GitOps uses Git to store software versions plus all the configuration data, orchestration parameterization and control, and even test data associated with each version of an application -- all likely in YAML form. The Git repository and its tools ensure that everything related to a software version, not just the code, synchronizes and conforms to governance or security requirements.

However, this GitOps approach means IT must commit all of its work on an application to the repository, including test data or YAML-authored test data generation policies. The quality of the repository data is the linchpin of the integration, a means of making all the RAD tools compatible with a common vision of the app dev process -- even though the tools will likely not fully integrate at the API level. GitOps, in fact, makes evolved RAD practices more modular.

This common data structure must drive DevOps, and developers must author it during early development and testing phases. Many DevOps and RAD tools support YAML, which makes the language an important component of these evolved development practices.

Handle events

Enterprises aim to manage applications throughout their production lifecycles, not just until deployment. For that to work, DevOps tools must include the ability to recognize and generate events, alerts or triggers, which signal conditions that require operations work; this can include tasks like redeployment or scaling. event handling worked its way into the DevOps process over the last five years, but that doesn't go far enough.

Production lifecycle management carries such critical importance that testers must evaluate it to the same extent that they do with code. Event handling in DevOps should roll back into early development and testing and follow the code through the whole development cycle. The needs of the production lifecycle accelerate organizations' shift to GitOps.

GitOps is especially important to DevOps evolution because Git repositories easily adapt to declarative DevOps parameters. This approach aligns with alert events that DevOps tools typically generate when there's a divergence between the goal state and the current state. Align the declaratives in the repository with the version being run to receive alerts and address these discrepancies. Obviously, this means that GitOps more easily adapts to declarative models of DevOps than imperative models.

Ultimately, the main benefit of a repository-based, GitOps-like model is that it makes everything declarative. Consequently, that means fixed assets, fixed resources and fixed requirements are all unnecessary and, in fact, counterproductive. This is why GitOps is a natural fit for RAD and also facilitates things like low- or no-code and self-serve computing models.
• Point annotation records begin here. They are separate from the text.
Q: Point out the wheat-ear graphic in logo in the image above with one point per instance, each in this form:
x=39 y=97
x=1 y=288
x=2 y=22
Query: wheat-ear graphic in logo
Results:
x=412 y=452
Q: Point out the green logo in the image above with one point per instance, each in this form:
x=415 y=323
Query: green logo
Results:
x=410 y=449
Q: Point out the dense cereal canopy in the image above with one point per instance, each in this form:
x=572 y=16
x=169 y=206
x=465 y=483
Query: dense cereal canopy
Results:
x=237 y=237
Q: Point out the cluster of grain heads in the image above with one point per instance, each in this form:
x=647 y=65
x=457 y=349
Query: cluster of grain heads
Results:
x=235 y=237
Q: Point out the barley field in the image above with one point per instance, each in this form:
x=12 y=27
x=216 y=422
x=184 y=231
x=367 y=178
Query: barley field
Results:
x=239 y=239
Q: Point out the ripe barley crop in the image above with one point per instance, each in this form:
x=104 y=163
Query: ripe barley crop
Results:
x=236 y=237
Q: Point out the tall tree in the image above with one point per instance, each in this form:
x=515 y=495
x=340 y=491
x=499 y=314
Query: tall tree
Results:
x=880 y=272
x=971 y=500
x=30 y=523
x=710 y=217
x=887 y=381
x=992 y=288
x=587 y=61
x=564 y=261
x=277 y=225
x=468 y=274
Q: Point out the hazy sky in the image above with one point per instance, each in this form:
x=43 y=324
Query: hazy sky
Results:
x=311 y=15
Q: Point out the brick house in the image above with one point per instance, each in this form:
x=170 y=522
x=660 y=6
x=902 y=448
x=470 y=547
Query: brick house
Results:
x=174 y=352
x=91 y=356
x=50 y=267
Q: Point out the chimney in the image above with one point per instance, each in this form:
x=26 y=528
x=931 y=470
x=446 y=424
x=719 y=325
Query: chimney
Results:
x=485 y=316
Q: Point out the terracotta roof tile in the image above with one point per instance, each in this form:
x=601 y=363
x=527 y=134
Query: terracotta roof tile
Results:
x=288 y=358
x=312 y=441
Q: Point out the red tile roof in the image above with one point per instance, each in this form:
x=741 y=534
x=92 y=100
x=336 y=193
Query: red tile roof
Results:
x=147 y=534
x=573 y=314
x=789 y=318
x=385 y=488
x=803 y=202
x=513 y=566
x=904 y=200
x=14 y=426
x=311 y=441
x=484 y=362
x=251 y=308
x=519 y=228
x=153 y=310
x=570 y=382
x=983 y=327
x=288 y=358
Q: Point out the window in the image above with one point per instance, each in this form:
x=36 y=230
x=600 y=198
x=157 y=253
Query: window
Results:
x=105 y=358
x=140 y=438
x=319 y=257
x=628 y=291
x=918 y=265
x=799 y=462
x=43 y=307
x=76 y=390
DevOps must evolve, especially as containers and orchestration transform to better handle RAD. DevOps and container orchestration are largely mutually exclusive practices. When you add CI/CD to the container mix, as CloudBees Core for Kubernetes Continuous Delivery attempts to provide, you can create a more efficient and sustainable deployment model than traditional DevOps. GitOps could reposition DevOps as a union of containers, virtual machines and bare metal in one virtual future.